Globo estuda proibir patrocínio de casas de apostas no BBB a partir de 2027

A Globo estuda proibir patrocínios de casas de apostas no Big Brother Brasil a partir da edição prevista para janeiro de 2027. A medida pode integrar um novo manual de publicidade para o segmento, ainda em análise pela diretoria da emissora.
Segundo o F5 da Folha de S.Paulo, a restrição teria caráter jurídico e impediria que reality shows do canal realizem ações de conteúdo com bets. O objetivo é evitar que essas plataformas ganhem destaque na programação e afastar o risco de que público e órgãos reguladores interpretem a emissora como omissa diante dos riscos da atividade.

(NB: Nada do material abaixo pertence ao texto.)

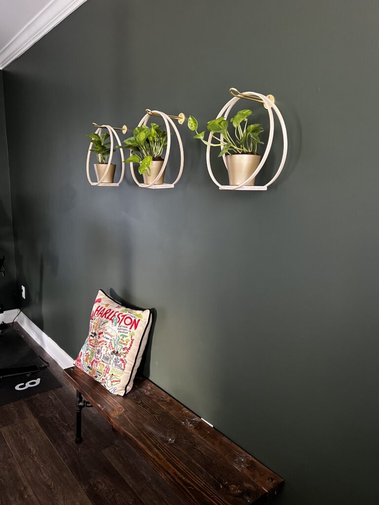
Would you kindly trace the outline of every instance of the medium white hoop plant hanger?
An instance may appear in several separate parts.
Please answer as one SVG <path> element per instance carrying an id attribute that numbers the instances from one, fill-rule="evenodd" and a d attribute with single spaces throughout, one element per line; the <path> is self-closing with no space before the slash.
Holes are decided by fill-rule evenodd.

A diretoria avalia que a medida não comprometeria o desempenho comercial do programa. Na edição deste ano, o BBB arrecadou mais de R$ 1 bilhão em publicidade, segundo os dados do texto. Há uma fila de grandes marcas interessadas em espaços no programa, impulsionadas pela forte audiência entre o público jovem.

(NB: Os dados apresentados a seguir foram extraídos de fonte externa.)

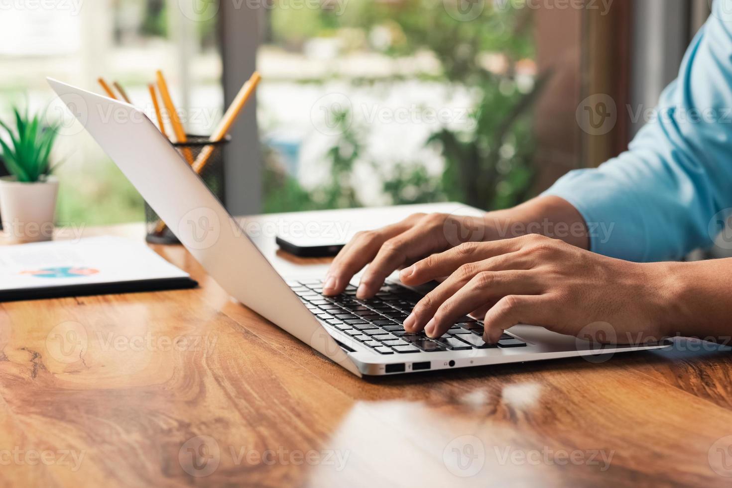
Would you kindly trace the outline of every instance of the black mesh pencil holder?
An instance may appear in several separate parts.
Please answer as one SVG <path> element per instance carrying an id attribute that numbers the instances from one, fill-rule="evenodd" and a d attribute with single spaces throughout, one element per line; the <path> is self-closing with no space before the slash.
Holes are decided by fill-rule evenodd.
<path id="1" fill-rule="evenodd" d="M 173 146 L 183 159 L 194 165 L 201 165 L 198 176 L 203 180 L 209 189 L 220 201 L 224 201 L 224 146 L 231 140 L 227 135 L 222 140 L 212 143 L 207 136 L 187 135 L 184 143 L 173 143 Z M 205 164 L 204 164 L 205 163 Z M 166 223 L 175 225 L 177 222 L 163 222 L 157 214 L 145 202 L 145 226 L 147 235 L 145 239 L 151 244 L 180 244 L 180 241 L 171 231 Z"/>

Classificação indicativa e pressão regulatória
Um dos fatores que motivaram a avaliação foi a mudança na classificação indicativa do BBB. Na última temporada, apresentada por Tadeu Schmidt, o programa recebeu patrocínio de uma casa de apostas e realizou ações testemunhais com a empresa. Em razão dessas inserções, o Ministério da Justiça reclassificou a edição como “não recomendada para menores de 16 anos”, o que gerou incômodo na Globo.
A mesma empresa de apostas que patrocinou o BBB é apontada como a principal anunciante de A Fazenda, da Record.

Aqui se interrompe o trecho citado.